Code will bring clarity to unregulated offsetting industry
A new offsetting code is to be launched by the Government later this year, as a response to widespread criticism of the carbon offsetting industry.
Established by Defra, the new voluntary Code of Best Practice will spin out from a host of recommendations made in a consultation launched in January of this year.
The fledgling industry has suffered because there is no way to reliably measure the claims of those offering to offset carbon emissions against the reality.
The Code will be voluntary, meaning that offsetting providers or companies that sell offsets alongside their goods and services will be able to choose whether they want to seek accreditation for some or all of their products.
“People need to be sure that when they buy an offsetting product the emissions reductions are actually taking place, which is why we are developing this Code, which will be accompanied by a quality mark for accredited products,” said Joan Ruddock, Minister for Climate Change, Biodiversity and Waste who announced the decision on the publication of the summary and analysis of responses to the draft Code.
Defra consulted with a host of companies and non-profit organizations including British Airways, HSBC and WWF.
All participants provided information and views on how to best establish reliable information to consumers on carbon offsetting.
92% responded by saying a code for offsetting was important.
Ruddock added: “An overwhelming majority of respondents to the consultation are in favour of a voluntary code for offsetting products to deal with the risk that without recognised standards consumer confidence could be damaged and the potential impact of offsetting reduced.
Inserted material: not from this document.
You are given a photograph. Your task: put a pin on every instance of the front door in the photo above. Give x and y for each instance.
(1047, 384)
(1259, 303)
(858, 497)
Offsetting is a way of compensating for emissions produced with an equivalent carbon saving, lessening the impact of a consumer’s actions. Consumers can offset a particular activity, such as a flight; their emissions over a period of time, such as their annual car mileage; or across their entire lifestyle or business, including all of the gas and electricity they consume and their emissions from transport.
The new Code will contain elements, ensuring that ‘offsetters’ provide “robust and verifiable emission reduction credits from the compliance market” as well timescales for canceling credits.
Further decisions on the code’s requirements will be announced later in the summer. The final code will be developed this coming autumn.